The student concerned had not excelled at the Christmas test. “So, if you get a bad mark, you should be beaten?”
“Yes,” he said, “then I would do better next time.”
It was strange to encounter such a primitive behaviorist approach in a classroom in 2022.
“What about those unable to learn?” I asked.
“They would learn,” he said.
“They would not,” I replied. “Violence doesn’t work.”
It brought memories of one day when my son was was about five years old. I was so angry and frustrated with him that I smacked him. Smacks were few and far between and this one was not appreciated.
He looked at me through tears and said, “Big people shouldn’t hit little people.”
It was a simple and powerful argument, something presumably picked up at nursery school or primary school. Resorting to violence wasn’t about trying to change things, it was about an admission of failure to change things. Our house remained a strict one without the need to slap. Shouts and sanctions were far more effective than smacks.
Even at the fundamentalist Christian school I attended it was apparent that their “spare the rod and spoil the child” philosophy simply did not work. The same boys were caned again and again, it never changed their behaviour.
The fact that they were being punished owed more to the fact that they were be caught, than to the fact that they were the only people guilty of these wrongs.
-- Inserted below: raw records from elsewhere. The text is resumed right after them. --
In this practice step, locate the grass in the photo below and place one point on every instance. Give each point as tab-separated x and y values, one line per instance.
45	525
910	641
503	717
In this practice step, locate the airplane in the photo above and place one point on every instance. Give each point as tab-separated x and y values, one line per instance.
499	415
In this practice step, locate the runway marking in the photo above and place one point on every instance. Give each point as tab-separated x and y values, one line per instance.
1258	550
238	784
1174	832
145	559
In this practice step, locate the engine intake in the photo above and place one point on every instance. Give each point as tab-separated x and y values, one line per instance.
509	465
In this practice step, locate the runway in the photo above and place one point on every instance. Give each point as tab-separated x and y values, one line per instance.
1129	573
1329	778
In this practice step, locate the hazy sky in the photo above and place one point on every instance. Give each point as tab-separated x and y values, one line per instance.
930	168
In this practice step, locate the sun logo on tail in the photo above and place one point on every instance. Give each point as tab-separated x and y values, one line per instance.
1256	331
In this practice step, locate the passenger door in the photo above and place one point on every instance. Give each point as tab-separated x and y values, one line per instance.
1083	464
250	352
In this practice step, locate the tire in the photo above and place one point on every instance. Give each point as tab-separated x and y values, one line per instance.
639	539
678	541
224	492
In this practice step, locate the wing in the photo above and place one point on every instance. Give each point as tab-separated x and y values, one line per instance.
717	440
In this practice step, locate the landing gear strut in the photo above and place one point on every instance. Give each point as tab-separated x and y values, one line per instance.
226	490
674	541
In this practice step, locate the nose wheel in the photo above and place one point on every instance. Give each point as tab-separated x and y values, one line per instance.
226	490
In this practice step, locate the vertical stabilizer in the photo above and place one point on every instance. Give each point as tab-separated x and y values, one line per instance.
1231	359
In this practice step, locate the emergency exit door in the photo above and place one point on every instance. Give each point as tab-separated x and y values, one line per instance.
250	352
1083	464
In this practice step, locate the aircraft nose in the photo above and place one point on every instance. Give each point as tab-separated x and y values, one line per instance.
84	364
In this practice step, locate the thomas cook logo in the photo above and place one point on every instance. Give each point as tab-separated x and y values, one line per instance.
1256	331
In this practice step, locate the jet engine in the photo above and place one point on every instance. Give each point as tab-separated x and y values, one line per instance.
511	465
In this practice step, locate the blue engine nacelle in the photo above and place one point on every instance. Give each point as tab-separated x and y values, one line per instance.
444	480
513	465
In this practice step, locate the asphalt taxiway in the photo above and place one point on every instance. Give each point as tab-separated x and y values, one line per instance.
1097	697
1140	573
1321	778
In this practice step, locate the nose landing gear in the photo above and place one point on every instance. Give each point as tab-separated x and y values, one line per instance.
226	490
When an attempt was made to burn down one of the classroom blocks in January 1977, the culprit list included the frequent visitors to the principal’s office – the use of the rod had simply hardened them in their attitudes
Violence is about big and strong people dominating smaller and weaker people; whether it was a teacher in times bast beating his pupils, or me slapping Michael, or even governments using force to suppress groups they don’t like, it is not a solution to anything.
Anyone familiar with the sad history of relations between Ireland and Britain will know that violence never brought solutions, whether in the centuries of British repression or in the Twentieth Century Republican philosophy that embraced bullets and bombs.
Violence was never an effective tool for education, it just builds a huge storehouse of resentment.